[llvm] [AArch64][SVE] Fix -msve-vector-bits=256 fixed width vector crash (PR #171776)
Matthew Devereau via llvm-commits
llvm-commits at lists.llvm.org
Fri Dec 12 06:19:36 PST 2025
https://github.com/MDevereau updated https://github.com/llvm/llvm-project/pull/171776
>From 1f83e9ec0e65dde4cf79d505b6cd0935ab99d9cf Mon Sep 17 00:00:00 2001
From: Matthew Devereau <matthew.devereau at arm.com>
Date: Thu, 11 Dec 2025 07:48:41 +0000
Subject: [PATCH 1/2] [AArch64][SVE] Fix -msve-vector-bits=256 fixed width
vector crashes
This adds tests for and fixes an issue where v8bf16 ISD::FP_ROUND v8f32 cannot
be lowered when -msve-vector-bits=256.
---
.../Target/AArch64/AArch64ISelLowering.cpp | 2 +-
llvm/test/CodeGen/AArch64/fptrunc_256.ll | 70 +++++++++++++++++++
2 files changed, 71 insertions(+), 1 deletion(-)

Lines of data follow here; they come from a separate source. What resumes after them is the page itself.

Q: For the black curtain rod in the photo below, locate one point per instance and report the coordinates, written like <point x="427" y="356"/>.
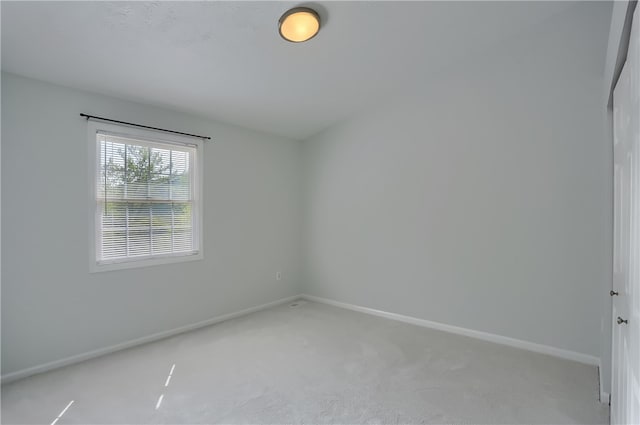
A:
<point x="144" y="126"/>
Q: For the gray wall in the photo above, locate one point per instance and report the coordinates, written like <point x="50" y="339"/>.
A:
<point x="481" y="200"/>
<point x="52" y="307"/>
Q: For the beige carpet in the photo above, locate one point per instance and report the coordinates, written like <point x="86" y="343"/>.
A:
<point x="312" y="364"/>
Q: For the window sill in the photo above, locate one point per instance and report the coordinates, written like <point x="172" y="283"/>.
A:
<point x="134" y="264"/>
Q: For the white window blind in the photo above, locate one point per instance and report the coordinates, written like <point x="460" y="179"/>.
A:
<point x="145" y="206"/>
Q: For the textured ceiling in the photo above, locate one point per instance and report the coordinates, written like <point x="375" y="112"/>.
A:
<point x="226" y="61"/>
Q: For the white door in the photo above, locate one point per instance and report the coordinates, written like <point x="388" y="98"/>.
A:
<point x="625" y="388"/>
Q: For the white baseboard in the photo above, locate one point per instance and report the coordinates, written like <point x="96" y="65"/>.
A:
<point x="485" y="336"/>
<point x="13" y="376"/>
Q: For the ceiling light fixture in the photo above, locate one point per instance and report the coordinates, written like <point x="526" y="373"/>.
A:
<point x="299" y="24"/>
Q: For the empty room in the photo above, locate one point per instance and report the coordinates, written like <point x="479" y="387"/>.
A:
<point x="332" y="212"/>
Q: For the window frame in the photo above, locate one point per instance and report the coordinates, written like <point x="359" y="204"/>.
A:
<point x="95" y="214"/>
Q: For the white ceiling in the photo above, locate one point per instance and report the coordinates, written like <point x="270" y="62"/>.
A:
<point x="226" y="61"/>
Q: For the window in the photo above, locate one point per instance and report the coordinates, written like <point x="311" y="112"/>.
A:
<point x="146" y="198"/>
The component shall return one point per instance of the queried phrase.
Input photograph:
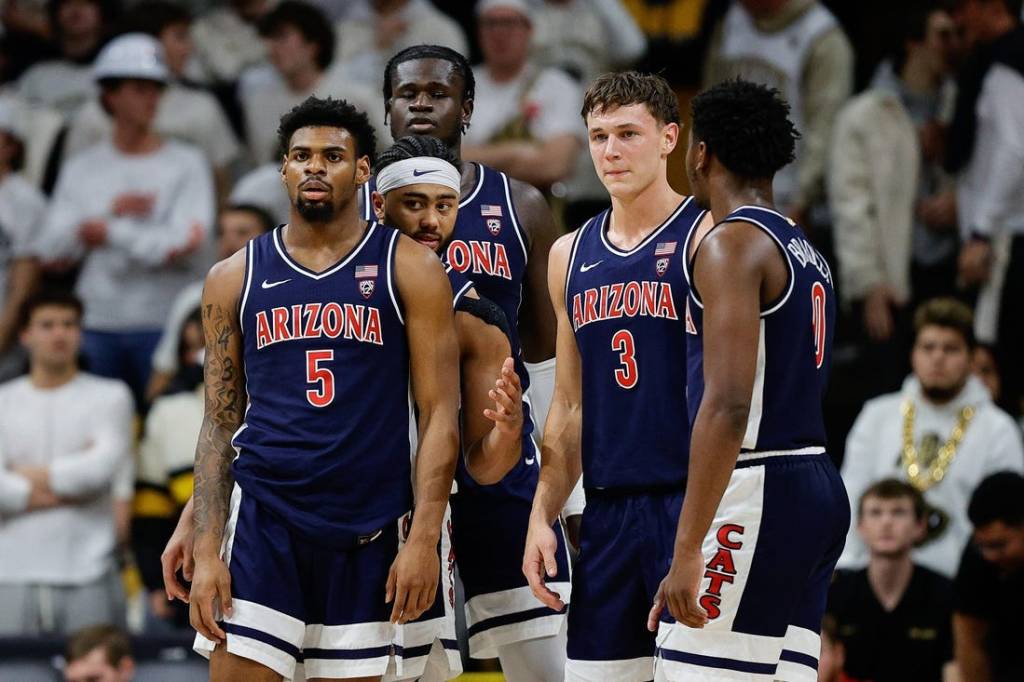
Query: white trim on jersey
(334, 268)
(479, 183)
(390, 278)
(615, 251)
(512, 216)
(757, 394)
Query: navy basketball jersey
(626, 308)
(325, 443)
(794, 348)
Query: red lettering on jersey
(717, 581)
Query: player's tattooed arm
(225, 403)
(560, 456)
(433, 353)
(537, 318)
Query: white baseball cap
(132, 55)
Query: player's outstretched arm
(225, 406)
(433, 356)
(537, 318)
(560, 456)
(728, 272)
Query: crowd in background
(137, 146)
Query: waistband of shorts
(761, 457)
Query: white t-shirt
(186, 114)
(552, 104)
(129, 283)
(265, 97)
(82, 432)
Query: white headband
(419, 170)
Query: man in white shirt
(525, 118)
(300, 48)
(65, 439)
(941, 432)
(135, 211)
(185, 113)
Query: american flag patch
(365, 271)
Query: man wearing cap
(134, 211)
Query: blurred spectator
(941, 432)
(989, 587)
(185, 113)
(237, 224)
(65, 438)
(525, 118)
(373, 31)
(798, 47)
(894, 210)
(986, 148)
(262, 186)
(300, 46)
(65, 83)
(894, 617)
(166, 457)
(23, 209)
(99, 653)
(227, 41)
(135, 210)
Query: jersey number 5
(323, 394)
(622, 342)
(818, 322)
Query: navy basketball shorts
(770, 555)
(489, 535)
(626, 545)
(297, 604)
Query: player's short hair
(946, 312)
(997, 498)
(266, 221)
(893, 488)
(114, 642)
(308, 20)
(154, 16)
(412, 146)
(460, 66)
(632, 87)
(330, 113)
(48, 297)
(747, 126)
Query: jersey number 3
(622, 342)
(323, 394)
(818, 322)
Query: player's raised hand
(211, 593)
(507, 395)
(412, 583)
(178, 554)
(679, 592)
(539, 561)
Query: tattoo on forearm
(225, 402)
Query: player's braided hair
(747, 126)
(460, 66)
(330, 113)
(411, 146)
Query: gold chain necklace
(923, 477)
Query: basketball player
(619, 410)
(502, 237)
(315, 332)
(765, 513)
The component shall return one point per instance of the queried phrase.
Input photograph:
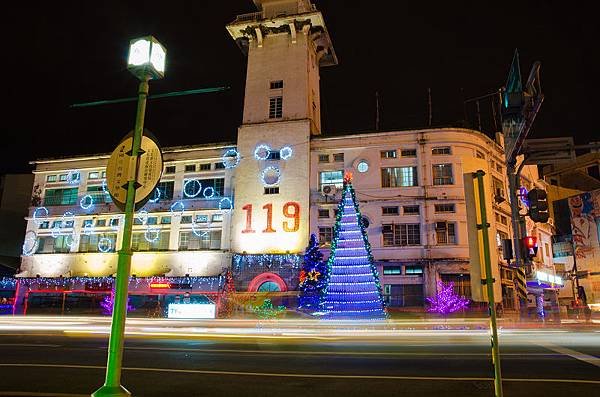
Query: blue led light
(231, 158)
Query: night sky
(61, 53)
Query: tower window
(276, 84)
(276, 107)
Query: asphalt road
(435, 363)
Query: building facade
(251, 206)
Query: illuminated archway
(263, 278)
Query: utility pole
(519, 109)
(489, 283)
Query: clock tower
(286, 42)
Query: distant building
(15, 200)
(283, 180)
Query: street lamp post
(146, 61)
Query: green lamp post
(146, 61)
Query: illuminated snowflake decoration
(231, 158)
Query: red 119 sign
(290, 209)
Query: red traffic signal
(530, 242)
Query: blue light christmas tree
(313, 277)
(353, 290)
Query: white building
(414, 187)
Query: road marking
(325, 353)
(310, 376)
(572, 353)
(29, 344)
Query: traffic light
(538, 205)
(529, 244)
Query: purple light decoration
(352, 290)
(446, 300)
(107, 304)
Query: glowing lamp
(146, 58)
(160, 285)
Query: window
(99, 195)
(60, 197)
(325, 235)
(276, 107)
(413, 270)
(445, 232)
(392, 270)
(200, 241)
(444, 208)
(401, 234)
(51, 245)
(403, 295)
(332, 178)
(388, 154)
(202, 218)
(276, 84)
(399, 177)
(272, 190)
(160, 241)
(98, 242)
(323, 212)
(498, 187)
(274, 155)
(411, 209)
(441, 150)
(166, 190)
(390, 211)
(442, 174)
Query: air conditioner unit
(328, 190)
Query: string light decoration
(267, 311)
(231, 158)
(86, 202)
(108, 302)
(30, 244)
(312, 277)
(446, 301)
(352, 288)
(195, 190)
(177, 208)
(40, 215)
(104, 245)
(156, 197)
(225, 205)
(286, 153)
(152, 234)
(209, 192)
(270, 176)
(74, 177)
(262, 152)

create mode 100644 llvm/test/CodeGen/AArch64/fptrunc_256.ll
diff --git a/llvm/lib/Target/AArch64/AArch64ISelLowering.cpp b/llvm/lib/Target/AArch64/AArch64ISelLowering.cpp
index 3012343386c07..69d7b7f241c44 100644
--- a/llvm/lib/Target/AArch64/AArch64ISelLowering.cpp
+++ b/llvm/lib/Target/AArch64/AArch64ISelLowering.cpp
@@ -1878,7 +1878,7 @@ AArch64TargetLowering::AArch64TargetLowering(const TargetMachine &TM,
// 128bit results imply a bigger than NEON input.
for (auto VT : {MVT::v16i8, MVT::v8i16, MVT::v4i32})

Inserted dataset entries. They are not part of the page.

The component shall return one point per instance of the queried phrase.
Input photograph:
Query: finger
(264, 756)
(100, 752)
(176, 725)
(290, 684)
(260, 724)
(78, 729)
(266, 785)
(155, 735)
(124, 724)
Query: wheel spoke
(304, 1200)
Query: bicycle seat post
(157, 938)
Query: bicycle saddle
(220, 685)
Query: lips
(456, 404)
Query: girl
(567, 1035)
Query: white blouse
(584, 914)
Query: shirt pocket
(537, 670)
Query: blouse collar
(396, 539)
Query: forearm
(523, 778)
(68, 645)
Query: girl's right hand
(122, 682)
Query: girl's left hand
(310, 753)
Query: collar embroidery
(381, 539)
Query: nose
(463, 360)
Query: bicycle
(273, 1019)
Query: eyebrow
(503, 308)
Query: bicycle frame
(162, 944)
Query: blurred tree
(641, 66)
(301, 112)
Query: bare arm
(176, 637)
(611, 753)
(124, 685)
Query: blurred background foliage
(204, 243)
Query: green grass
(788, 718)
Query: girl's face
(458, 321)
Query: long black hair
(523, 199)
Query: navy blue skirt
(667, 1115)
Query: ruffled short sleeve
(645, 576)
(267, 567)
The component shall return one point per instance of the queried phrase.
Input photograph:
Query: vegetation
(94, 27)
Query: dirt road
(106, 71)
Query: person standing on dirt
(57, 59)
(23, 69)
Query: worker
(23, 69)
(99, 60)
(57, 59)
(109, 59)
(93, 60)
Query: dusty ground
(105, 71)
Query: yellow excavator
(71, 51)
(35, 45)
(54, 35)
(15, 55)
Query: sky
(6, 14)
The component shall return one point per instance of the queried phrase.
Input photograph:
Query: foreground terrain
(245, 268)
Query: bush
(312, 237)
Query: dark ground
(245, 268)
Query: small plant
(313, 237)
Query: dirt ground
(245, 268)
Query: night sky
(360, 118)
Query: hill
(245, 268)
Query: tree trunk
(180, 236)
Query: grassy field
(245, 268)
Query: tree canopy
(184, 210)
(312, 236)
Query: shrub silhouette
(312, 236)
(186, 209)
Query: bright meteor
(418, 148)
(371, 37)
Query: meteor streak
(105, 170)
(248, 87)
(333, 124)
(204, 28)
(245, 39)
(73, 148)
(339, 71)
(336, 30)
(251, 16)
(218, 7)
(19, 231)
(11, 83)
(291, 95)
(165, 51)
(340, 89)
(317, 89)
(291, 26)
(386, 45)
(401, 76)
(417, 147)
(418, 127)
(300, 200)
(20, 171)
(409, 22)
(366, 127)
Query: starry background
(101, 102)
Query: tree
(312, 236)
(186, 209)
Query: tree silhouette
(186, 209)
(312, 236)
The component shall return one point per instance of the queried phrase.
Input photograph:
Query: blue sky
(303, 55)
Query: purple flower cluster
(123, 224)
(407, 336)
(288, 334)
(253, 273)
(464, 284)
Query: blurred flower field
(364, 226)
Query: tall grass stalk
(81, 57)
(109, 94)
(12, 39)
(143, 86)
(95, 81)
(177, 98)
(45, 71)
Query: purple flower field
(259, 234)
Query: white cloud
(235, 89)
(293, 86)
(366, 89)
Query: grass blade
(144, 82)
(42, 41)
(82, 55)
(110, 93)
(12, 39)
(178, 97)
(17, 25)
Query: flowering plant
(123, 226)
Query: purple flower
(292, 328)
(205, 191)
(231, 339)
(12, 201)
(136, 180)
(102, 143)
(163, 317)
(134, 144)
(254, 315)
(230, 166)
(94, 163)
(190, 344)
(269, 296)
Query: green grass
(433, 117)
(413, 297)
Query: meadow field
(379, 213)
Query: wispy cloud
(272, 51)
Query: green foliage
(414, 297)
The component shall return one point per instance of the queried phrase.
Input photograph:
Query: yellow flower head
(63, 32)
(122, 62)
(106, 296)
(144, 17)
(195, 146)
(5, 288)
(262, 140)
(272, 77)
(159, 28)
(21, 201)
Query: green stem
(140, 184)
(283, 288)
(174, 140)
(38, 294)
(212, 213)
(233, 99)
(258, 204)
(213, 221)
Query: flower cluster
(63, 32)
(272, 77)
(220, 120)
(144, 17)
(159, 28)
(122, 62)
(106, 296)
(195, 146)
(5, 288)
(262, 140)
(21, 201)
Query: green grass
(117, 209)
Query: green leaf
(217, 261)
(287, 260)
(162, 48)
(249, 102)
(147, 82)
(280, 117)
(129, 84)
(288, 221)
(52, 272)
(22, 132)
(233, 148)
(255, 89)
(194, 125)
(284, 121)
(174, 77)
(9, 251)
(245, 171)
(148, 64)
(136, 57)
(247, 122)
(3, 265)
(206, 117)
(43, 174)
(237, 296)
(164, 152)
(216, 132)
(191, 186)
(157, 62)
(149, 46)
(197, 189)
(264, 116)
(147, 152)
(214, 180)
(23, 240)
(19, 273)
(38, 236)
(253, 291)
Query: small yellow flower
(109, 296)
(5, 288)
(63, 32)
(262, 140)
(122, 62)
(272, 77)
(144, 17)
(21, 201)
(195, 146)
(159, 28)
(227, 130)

setOperationAction(ISD::TRUNCATE, VT, Custom);
- for (auto VT : {MVT::v8f16, MVT::v4f32})
+ for (auto VT : {MVT::v8f16, MVT::v4f32, MVT::v8bf16})
setOperationAction(ISD::FP_ROUND, VT, Custom);
// These operations are not supported on NEON but SVE can do them.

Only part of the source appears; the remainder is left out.